От штабеля до вагона — сплошные пеньки. Идешь, спотыкаешся, падаешь, снова взваливаешь на плечо лесину, шпалу, подтоварину, клянёшь всё на свете и день своего рождения, но надо тащить, грузить под свист плети: «Давай! Давай!» Начальник конвоя, мастера леса, десятники погоняют такими матюгами, что пугаются кони. И мы носим, грузим, как слепые механические призраки. Обессиленные падают и уже не пытаются встать, их приводят в чувство пинками и дрыном.
К рассвету погрузку заканчиваем. Всё та же единственная мечта — похлебать горячей баланды и свалиться на нары, но начальник конвоя порет длинным стальным прутом каждую щель загруженных вагонов: не заложили ли дровами беглеца, Случается, пырнет, а за передней клеткой пустота. Умный смолчит, дурак поднимает вой, заставляет догружать, а потом всю бригаду гонит в кондей. Возвращаешься в зону и на ходу спишь, сосед сторожит, чтоб не качнулся на шаг влево или вправо. С вахты ведут в столовку, приплетёшься в барак, вскарабкаешься на нары и тотчас проваливаешься в тяжелый мучительный сон.
Часа через три дежурный стучит палкой по нарам и зычно кричит: «Подъем! Кончай ночевать!» Открываешь, будто забитые песком глаза, приподнимаешься и не сразу понимаешь, где ты, пронзает всё тело дрожь, оно покрывается гусиной кожей. Опять на вахту, опять пилы в зубы—и на лесосеку, а под вечер, как безжалостный удар, снова загудит паровоз и вползут тёмные призраки-вагоны.
После развода всех живых сгоняют к вахте.

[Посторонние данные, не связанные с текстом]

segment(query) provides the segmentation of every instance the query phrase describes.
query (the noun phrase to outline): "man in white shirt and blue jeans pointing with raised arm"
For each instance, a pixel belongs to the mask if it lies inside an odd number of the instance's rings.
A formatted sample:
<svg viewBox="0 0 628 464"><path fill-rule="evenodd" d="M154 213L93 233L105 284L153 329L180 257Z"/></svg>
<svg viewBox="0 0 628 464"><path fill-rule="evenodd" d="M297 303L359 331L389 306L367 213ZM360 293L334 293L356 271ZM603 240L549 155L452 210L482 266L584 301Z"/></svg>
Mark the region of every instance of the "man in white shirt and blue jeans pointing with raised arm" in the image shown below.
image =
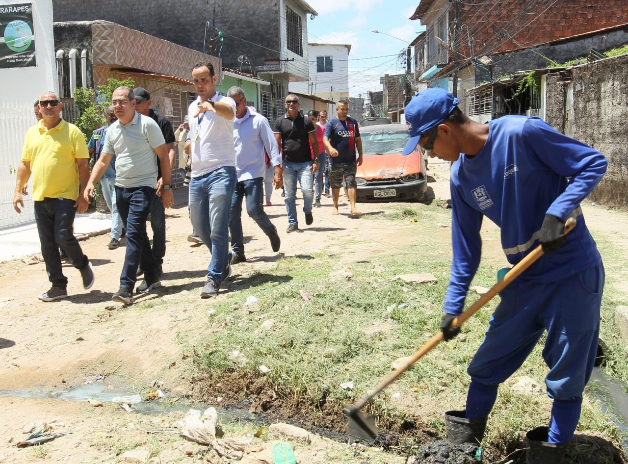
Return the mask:
<svg viewBox="0 0 628 464"><path fill-rule="evenodd" d="M197 63L192 80L198 97L188 108L192 157L190 219L212 254L200 294L201 298L210 298L231 275L229 208L236 188L236 102L216 92L217 75L212 63Z"/></svg>

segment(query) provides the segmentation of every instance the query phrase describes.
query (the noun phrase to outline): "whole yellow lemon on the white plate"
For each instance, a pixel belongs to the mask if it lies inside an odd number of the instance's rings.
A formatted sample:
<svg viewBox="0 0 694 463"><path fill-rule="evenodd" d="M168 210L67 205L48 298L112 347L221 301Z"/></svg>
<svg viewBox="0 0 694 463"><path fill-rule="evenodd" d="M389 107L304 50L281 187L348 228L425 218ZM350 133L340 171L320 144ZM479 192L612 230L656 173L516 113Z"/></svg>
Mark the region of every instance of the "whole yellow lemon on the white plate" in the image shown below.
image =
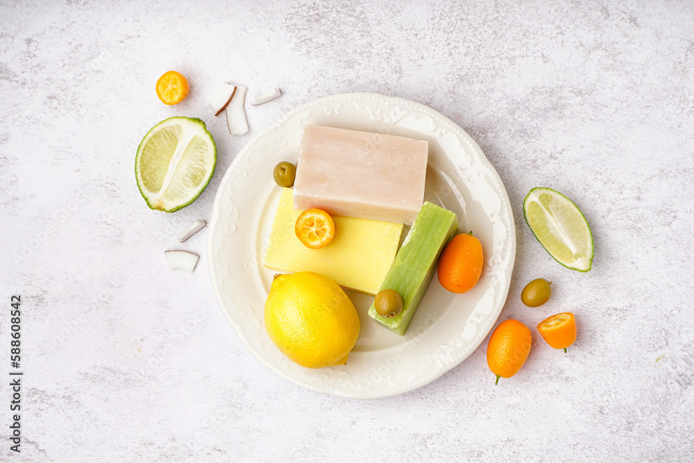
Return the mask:
<svg viewBox="0 0 694 463"><path fill-rule="evenodd" d="M265 329L289 360L307 368L331 367L346 364L359 336L359 317L335 281L300 271L272 282Z"/></svg>

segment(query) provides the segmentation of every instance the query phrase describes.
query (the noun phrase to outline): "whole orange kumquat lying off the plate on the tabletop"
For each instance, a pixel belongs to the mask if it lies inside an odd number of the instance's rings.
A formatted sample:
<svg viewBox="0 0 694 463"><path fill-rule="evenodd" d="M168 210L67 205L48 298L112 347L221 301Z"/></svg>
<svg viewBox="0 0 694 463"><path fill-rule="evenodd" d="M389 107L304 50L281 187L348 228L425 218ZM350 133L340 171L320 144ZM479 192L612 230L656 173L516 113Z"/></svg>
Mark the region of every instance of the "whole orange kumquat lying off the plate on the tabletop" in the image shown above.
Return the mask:
<svg viewBox="0 0 694 463"><path fill-rule="evenodd" d="M523 367L527 354L530 353L532 335L530 329L518 320L503 321L489 338L486 348L486 363L499 378L511 378Z"/></svg>

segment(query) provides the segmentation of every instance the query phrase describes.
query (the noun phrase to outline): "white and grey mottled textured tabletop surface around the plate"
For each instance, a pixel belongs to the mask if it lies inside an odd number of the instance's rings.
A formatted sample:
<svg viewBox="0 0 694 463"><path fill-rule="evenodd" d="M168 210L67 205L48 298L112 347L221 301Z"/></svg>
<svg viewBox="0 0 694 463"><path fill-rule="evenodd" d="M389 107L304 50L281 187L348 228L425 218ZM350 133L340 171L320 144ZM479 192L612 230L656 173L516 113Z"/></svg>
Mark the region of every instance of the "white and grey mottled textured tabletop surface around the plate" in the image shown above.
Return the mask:
<svg viewBox="0 0 694 463"><path fill-rule="evenodd" d="M0 374L22 294L24 441L15 455L3 437L0 460L694 460L691 1L19 3L0 3ZM153 91L169 69L191 83L172 108ZM206 108L221 81L285 94L230 137ZM201 253L194 273L167 269L162 251L209 218L254 133L360 91L424 103L482 146L516 219L500 321L573 311L568 355L535 335L521 372L494 387L485 340L414 392L324 396L240 344L212 294L206 233L180 246ZM171 115L203 117L219 159L202 196L164 214L146 208L133 159ZM525 226L534 186L586 214L589 273ZM525 308L539 276L555 294Z"/></svg>

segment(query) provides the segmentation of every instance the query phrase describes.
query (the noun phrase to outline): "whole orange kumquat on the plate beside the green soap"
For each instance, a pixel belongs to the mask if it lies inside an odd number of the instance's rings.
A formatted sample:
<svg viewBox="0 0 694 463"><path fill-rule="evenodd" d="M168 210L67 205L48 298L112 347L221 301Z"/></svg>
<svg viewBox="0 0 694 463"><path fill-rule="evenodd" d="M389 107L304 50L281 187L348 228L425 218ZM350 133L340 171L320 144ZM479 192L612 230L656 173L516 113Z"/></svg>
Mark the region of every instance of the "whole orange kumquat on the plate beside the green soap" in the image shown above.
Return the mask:
<svg viewBox="0 0 694 463"><path fill-rule="evenodd" d="M484 257L480 240L473 235L456 235L443 248L439 258L439 283L456 294L468 292L480 280L482 265Z"/></svg>

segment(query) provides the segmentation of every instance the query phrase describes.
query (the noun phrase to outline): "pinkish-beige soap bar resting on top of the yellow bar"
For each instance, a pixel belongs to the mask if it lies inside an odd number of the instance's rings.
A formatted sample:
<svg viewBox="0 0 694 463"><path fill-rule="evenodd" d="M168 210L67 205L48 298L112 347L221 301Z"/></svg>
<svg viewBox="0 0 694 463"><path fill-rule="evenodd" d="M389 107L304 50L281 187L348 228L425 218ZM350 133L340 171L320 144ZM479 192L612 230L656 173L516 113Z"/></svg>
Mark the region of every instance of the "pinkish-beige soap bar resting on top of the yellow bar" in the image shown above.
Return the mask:
<svg viewBox="0 0 694 463"><path fill-rule="evenodd" d="M294 181L297 209L412 224L424 202L429 143L304 126Z"/></svg>

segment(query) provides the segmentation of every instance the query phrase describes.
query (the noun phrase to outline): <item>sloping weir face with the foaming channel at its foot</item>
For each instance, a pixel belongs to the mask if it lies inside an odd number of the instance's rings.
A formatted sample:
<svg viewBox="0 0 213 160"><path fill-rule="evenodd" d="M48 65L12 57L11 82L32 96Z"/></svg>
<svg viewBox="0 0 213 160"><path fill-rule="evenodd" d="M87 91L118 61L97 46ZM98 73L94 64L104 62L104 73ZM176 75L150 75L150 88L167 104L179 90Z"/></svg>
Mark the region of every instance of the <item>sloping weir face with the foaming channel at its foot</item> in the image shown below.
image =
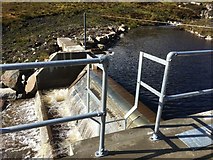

Начальник самолично проверяет инвалидов, больных, слабосильных, лаптеплётов и придурков, не принимая в расчет заключения медиков. Всех, кто стоит на своих ногах, толпой гонят в лес, лишь бы поднять в отчетности выход на работу по группе «А». Выгнали за вахту и освобожденного врачом высокого чернявого парня с Могилевщины Лявона Горелого. Он показывает распухшие, синие, как сливы, пальцы, но на это никто не обращает внимания. Мороз за тридцать, курится густой туман, над лесом выползает зловеще красное солнце. Лявона тащат в строй. Он швыряет наземь шапку, срывает бушлат, телогрейку, рубаху, сбрасывает бахилы, штаны. Стоит босой, в одних исподниках на разъезженной оледенелой дороге. Подскакивает командир взвода Григоренко, хлещет остервенело хворостиной по покрасневшей на морозе спине — Горелый стоит недвижно. Наконец не выдерживает: «Калі ў цябе ёсць маці, няхай бы паглядзела, якога звера яна выкарміла!»
Разъяренные конвоиры скрутили Горелого, швырнули на едва притрушенные соломой сани, накрыли настывшим тряпьем и повезли в лес.